However, I suspect there is no such a universal solution for merging models whose tokenizer/embedding layer differs in the existing implementation: The model configuration & embedding layer & tokenizer & lm_head are all matters.
@eggry This recipe makes sense. I'm going to try it. Thank you! It was quite helpful.!

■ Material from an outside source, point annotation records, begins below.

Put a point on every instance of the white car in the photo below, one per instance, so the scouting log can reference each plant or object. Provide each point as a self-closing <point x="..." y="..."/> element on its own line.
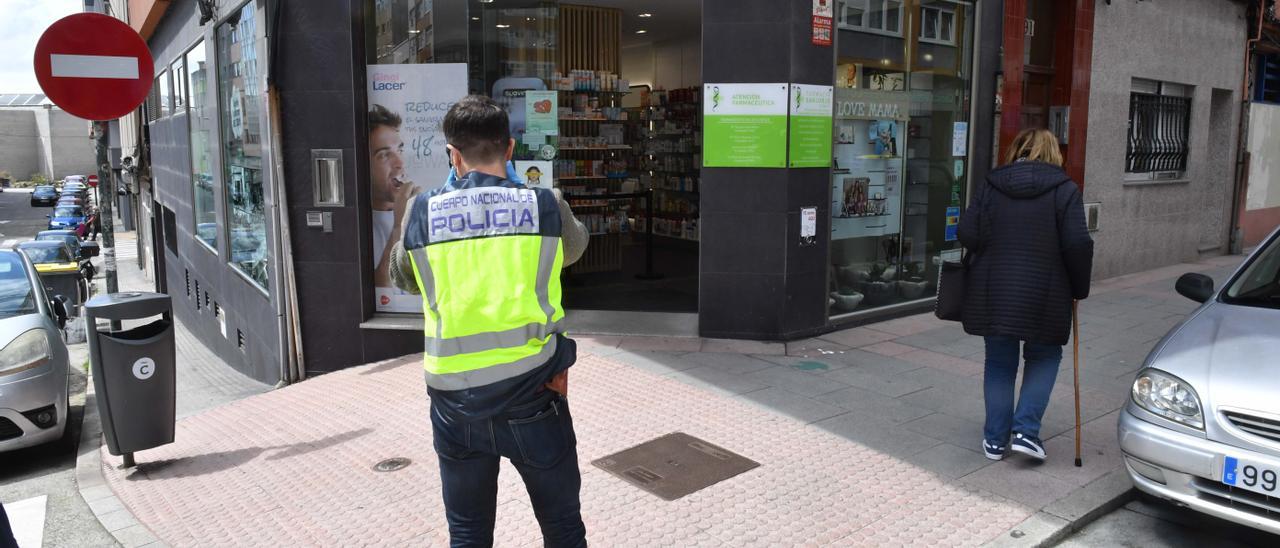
<point x="1202" y="425"/>
<point x="33" y="364"/>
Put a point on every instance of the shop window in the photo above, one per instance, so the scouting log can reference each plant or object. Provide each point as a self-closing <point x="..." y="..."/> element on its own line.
<point x="170" y="229"/>
<point x="1160" y="115"/>
<point x="883" y="17"/>
<point x="201" y="127"/>
<point x="163" y="95"/>
<point x="1267" y="87"/>
<point x="151" y="108"/>
<point x="179" y="86"/>
<point x="241" y="42"/>
<point x="937" y="26"/>
<point x="900" y="170"/>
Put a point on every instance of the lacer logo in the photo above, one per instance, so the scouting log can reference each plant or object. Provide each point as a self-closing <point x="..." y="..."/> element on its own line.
<point x="387" y="82"/>
<point x="483" y="211"/>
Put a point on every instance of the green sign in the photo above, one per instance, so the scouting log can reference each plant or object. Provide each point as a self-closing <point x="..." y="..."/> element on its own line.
<point x="810" y="126"/>
<point x="745" y="126"/>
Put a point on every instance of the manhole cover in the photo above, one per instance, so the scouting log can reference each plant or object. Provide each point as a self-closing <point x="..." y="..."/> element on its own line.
<point x="391" y="465"/>
<point x="675" y="465"/>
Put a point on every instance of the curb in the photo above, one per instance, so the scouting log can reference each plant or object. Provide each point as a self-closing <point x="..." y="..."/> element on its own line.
<point x="1060" y="519"/>
<point x="108" y="508"/>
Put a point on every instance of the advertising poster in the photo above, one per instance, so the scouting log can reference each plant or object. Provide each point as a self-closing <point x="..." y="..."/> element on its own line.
<point x="960" y="138"/>
<point x="745" y="126"/>
<point x="810" y="126"/>
<point x="406" y="155"/>
<point x="952" y="224"/>
<point x="822" y="22"/>
<point x="535" y="173"/>
<point x="542" y="113"/>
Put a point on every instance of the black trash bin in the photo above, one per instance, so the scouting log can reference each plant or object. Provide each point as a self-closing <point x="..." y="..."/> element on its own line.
<point x="133" y="370"/>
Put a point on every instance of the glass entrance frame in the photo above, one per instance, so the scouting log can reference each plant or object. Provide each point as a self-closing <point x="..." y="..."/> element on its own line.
<point x="900" y="169"/>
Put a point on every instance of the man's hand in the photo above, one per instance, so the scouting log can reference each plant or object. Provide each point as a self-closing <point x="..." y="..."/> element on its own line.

@eggry Sorry to bug again, here I am trying to merge llama-3 and starling model as trying something what you suggested but getting error.
slices:
- sources:
- model: Nexusflow/Starling-LM-7B-beta
layer_range: [0, 32]
- model: meta-llama/Meta-Llama-3-8B
layer_range: [0, 32]
merge_method: slerp
base_model: Nexusflow/Starling-LM-7B-beta
parameters:
t:
- filter: self_attn
value: [0, 0.5, 0.3, 0.7, 1]
- filter: mlp
value: [1, 0.5, 0.7, 0.3, 0]
- value: 0.5
dtype: float16
tokenizer_source: model:Nexusflow/Starling-LM-7B-beta
this is the error
File "/workspace/axolotl/out/mergekit/mergekit/merge_methods/tokenizer_permute.py", line 88, in execute
torch.tensor(weights, dtype=expanded.dtype, device=expanded.device)
TypeError: must be real number, not NoneType
I'm facing the same problem for Linear Merge.. I solded it by Tokenizer Merge suggested by @NeonBohdan It works now.